The total cross-section (Figure 11) from Quantemol-N simulations is in close agreement with the reported literature data for ~100–300 eV of 2 × 10⁻¹⁶ cm² [48,49], with a value of 1.6–1.8 × 10⁻¹⁶ cm² in the same energy range. The experimental work in [49] makes reference to the same cross-section value of 2 × 10⁻¹⁶ cm² in the energy range of 100–300 eV.

5. Conclusions

With increasing importance of metal containing organic compounds in cancer research, materials and superconductors development, nanotechnology and focused electron beam deposition there is a need to provide electron impact cross section data for such com-pounds and in particular values of dissociative electron attachment. In thisd paper we present electron scattering cross sections derived usnf Quantemol-N for three of the most commonly used commercial materials: Ni(CO)₄, Co(CO)₃NO and Cr(CO)₆.

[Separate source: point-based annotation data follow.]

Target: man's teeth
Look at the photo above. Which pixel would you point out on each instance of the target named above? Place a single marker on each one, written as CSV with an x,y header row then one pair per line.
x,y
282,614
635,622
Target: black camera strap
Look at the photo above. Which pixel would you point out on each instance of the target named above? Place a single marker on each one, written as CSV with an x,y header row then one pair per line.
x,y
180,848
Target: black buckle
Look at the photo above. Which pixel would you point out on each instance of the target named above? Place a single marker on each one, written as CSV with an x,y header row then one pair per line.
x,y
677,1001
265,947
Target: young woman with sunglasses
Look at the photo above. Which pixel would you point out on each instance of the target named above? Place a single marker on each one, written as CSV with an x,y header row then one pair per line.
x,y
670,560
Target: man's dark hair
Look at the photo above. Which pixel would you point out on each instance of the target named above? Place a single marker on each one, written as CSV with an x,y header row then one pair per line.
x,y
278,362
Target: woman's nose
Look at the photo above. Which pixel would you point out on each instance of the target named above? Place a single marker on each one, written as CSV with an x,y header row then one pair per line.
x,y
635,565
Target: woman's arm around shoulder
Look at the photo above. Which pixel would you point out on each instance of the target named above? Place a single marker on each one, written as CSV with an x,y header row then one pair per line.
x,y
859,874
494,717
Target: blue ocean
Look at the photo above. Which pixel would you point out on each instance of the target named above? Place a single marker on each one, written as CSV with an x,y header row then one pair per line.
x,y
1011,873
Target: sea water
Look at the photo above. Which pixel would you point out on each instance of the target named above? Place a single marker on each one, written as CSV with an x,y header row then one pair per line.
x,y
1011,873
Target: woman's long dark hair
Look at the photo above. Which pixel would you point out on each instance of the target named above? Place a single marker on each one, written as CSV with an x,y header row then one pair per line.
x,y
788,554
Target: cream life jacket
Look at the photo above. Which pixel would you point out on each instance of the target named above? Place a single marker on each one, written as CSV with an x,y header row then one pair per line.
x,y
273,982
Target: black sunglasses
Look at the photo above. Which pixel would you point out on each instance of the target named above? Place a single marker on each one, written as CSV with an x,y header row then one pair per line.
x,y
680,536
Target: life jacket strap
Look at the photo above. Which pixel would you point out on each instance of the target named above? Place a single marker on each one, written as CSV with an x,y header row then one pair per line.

As the use of Quantemol-N simulations would not necessarily replace experimental data, the results show promising use of the software for reliable cross section data that can be utilized in the multitude of the industrial processes requiring an accurate value of these. The approach we employed, based on R-matrix calculations is rather a simple method making use of basic molecular data, structure and symmetry of the molecule, bonds lengths and specificity, all available and easy to obtain from literature or experimental data.